K-pytorch-schedulers

A collection of custom PyTorch learning rate schedulers designed to improve training convergence and model performance.

Overview

This package provides carefully crafted learning rate schedulers that go beyond PyTorch's built-in options.
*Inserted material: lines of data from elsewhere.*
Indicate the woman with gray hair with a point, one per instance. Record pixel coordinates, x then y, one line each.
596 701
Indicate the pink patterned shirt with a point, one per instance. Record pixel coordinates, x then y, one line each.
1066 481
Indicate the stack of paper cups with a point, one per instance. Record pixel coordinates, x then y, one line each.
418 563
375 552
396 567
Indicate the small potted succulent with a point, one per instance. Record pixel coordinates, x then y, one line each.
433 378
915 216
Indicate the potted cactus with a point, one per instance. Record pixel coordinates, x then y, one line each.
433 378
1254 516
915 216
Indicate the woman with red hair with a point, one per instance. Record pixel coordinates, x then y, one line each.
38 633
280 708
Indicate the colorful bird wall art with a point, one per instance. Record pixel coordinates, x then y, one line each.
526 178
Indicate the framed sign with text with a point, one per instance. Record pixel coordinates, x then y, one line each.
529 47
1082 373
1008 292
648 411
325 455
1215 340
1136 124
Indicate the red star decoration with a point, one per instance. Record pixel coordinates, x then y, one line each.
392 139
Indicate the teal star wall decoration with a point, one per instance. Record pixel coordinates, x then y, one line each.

Each scheduler is optimized for performance and ease of use, offering advanced features for modern deep learning training workflows.

Requirements

Python >= 3.7
PyTorch >= 1.4.0

Installation

From PyPI (when published)

pip install k-pytorch-schedulers

Directly from GitHub

pip install git+https://github.com/Koronos/K-Pytorch-Schedulers.git

From source (for development)

git clone https://github.com/Koronos/K-Pytorch-Schedulers.git
cd K-Pytorch-Schedulers
pip install -e .

Development installation with test dependencies

pip install -e ".[dev]"

Available Schedulers

1. Cosine Plateau Scheduler

An advanced scheduler combining cosine annealing, warm-up, and plateau steps for optimal training convergence.

Complete visualization showing warmup phase, base LR, min LR, plateau regions with cosine decay between them

Key Features:

Linear warm-up phase for training stability
Cosine annealing decay with independent segments
Plateau steps for maintaining constant LR at critical intervals
High performance (~0.5μs per step)
Resume support with last_epoch

Quick Example:

import torch
import torch.nn as nn
from k_pytorch_schedulers import CosinePlateauScheduler

# Setup model and optimizer
model = nn.Linear(10, 2)
optimizer = torch.optim.Adam(model.parameters(), lr=0.001)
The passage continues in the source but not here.